- Born: December 29, 1943 Buenos Aires, Argentina
- Died: July 25, 2026 (aged 82)
- Occupations: Stage director, manager
- Years active: 1960–2026
- Parent(s): José Bohr (father) Bertita Bohr (mother)
- Awards: Best Director, Festival Internacional de Teatro de Barcelona (1967) Yorick Theatre Prize (1968)

= Daniel Bohr =

Argentinian-born Danish director (1943–2026)

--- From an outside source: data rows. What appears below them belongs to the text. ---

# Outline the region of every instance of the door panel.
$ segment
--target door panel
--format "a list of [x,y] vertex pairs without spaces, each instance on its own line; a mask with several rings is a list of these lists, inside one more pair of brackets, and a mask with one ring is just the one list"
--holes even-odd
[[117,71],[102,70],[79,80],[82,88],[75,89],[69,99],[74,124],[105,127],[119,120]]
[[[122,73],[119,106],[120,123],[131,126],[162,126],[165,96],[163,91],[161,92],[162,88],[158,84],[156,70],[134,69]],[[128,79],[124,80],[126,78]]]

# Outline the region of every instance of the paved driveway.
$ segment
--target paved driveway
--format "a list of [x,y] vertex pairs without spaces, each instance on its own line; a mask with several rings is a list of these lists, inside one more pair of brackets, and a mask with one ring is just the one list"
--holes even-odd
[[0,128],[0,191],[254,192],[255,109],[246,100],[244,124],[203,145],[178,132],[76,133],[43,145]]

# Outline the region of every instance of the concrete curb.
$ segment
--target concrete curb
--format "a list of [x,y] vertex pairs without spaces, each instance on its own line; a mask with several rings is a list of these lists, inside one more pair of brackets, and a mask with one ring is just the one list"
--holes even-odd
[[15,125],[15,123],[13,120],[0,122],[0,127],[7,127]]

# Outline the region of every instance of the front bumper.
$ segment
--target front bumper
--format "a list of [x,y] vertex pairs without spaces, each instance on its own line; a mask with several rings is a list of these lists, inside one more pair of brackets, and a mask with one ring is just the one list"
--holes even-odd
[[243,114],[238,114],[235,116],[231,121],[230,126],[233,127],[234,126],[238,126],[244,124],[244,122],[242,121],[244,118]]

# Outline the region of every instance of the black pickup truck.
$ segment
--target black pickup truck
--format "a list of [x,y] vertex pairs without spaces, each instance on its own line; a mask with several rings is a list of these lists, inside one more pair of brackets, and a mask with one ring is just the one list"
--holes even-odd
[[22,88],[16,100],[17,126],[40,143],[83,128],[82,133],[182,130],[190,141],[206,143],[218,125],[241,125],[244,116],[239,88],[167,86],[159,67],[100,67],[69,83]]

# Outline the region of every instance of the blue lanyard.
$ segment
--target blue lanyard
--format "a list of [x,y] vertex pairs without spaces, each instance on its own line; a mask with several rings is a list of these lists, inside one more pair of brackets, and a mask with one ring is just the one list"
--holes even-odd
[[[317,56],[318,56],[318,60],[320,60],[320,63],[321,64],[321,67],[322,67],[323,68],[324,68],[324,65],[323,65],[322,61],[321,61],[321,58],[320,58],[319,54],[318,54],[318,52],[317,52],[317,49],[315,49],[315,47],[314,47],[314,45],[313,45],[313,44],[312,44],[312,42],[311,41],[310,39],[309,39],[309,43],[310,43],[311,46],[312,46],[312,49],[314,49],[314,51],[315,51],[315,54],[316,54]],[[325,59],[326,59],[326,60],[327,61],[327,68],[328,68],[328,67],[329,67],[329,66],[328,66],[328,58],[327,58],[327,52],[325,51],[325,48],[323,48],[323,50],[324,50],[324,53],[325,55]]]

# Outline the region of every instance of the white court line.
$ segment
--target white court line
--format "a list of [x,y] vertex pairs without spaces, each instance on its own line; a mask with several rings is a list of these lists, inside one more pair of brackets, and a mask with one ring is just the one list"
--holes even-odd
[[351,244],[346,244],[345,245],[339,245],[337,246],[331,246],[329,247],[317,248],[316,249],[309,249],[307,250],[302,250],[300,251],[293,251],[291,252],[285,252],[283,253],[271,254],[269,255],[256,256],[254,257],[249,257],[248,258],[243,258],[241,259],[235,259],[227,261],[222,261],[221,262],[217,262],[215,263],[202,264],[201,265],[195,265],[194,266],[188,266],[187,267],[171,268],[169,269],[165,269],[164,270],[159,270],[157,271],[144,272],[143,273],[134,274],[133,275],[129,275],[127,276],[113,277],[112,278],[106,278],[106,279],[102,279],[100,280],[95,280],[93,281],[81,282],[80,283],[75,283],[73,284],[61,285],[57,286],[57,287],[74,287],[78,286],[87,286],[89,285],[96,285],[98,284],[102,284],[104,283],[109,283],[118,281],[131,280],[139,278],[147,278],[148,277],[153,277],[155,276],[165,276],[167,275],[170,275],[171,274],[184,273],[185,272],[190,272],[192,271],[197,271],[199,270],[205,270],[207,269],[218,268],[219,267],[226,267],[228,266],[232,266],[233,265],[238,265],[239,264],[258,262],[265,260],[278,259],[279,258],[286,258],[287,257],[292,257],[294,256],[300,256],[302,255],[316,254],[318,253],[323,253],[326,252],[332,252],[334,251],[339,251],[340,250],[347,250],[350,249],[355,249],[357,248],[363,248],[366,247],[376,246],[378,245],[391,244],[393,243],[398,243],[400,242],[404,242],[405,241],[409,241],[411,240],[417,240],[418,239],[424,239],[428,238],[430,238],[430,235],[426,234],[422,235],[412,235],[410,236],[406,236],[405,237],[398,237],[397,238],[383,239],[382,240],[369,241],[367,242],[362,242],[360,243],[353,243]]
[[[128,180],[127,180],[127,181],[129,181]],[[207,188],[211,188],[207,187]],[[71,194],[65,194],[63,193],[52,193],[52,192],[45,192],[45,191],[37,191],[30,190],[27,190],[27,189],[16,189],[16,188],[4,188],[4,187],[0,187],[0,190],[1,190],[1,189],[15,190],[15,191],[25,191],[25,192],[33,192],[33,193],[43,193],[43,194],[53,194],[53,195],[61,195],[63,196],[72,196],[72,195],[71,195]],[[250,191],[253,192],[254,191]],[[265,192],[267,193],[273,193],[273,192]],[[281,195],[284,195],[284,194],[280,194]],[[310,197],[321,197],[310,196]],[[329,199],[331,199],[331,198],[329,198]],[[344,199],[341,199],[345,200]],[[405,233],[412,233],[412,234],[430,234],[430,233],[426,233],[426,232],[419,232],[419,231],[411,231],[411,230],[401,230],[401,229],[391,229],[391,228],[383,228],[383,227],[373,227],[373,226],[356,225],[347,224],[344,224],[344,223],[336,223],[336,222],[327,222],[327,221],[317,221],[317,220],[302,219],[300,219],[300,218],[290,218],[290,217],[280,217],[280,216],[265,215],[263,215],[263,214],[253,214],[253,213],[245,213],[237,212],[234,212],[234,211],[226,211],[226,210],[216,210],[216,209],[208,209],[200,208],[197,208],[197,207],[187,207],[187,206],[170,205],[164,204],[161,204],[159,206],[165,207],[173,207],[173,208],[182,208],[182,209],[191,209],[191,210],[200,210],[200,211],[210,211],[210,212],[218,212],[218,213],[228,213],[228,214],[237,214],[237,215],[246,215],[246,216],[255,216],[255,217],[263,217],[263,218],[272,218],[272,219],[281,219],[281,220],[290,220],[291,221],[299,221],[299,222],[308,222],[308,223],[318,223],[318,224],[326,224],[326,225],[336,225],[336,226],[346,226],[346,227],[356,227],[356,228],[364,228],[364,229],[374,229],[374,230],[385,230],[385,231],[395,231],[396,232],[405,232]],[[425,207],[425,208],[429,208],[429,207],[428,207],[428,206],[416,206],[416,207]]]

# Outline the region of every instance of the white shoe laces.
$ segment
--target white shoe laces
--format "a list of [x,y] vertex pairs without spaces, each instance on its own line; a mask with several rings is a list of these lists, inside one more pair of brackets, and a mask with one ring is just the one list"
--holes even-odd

Daniel Bohr (December 29, 1943 – July 25, 2026) was an Argentine-born Danish stage director and theatre manager who has directed over 150 productions, including plays, operas, and musicals, across Scandinavia, Europe, and South America. He was the son of José Bohr.

==Early life and career==
Daniel Bohr was born in Buenos Aires, Argentina on December 29, 1943. He was the son of José Bohr, a German-born Chilean film director, and his wife, Bertita Bohr, musician and sociologist.

Bohr started his career as a stage director and theater director. He began his career in Chile, where he staged many works by playwrights like Eugène Ionesco and Samuel Beckett in the 1960s. He was trained as a film director in Spain and founded El Nuevo Teatro Experimental in Madrid. In 1972, he settled in Denmark, quickly becoming a famous director in Scandinavian theater. He served as the director of Den Jyske Opera, the general manager of the Aalborg Theater, and director of the Bergen International Festival in Norway. He directed major productions across Europe and the Americas such as West Side Story, The Sound of Music, Master Class, and classic operas like La Traviata and Faust.

During 2004 to 2016, Many productions of Bohr received the Reumert Award. According to Det Ny Teater, Bohr is the only one to have received the Reumert Award for the same production twice.

==Death==
Bohr died on July 25, 2026, at the age of 82.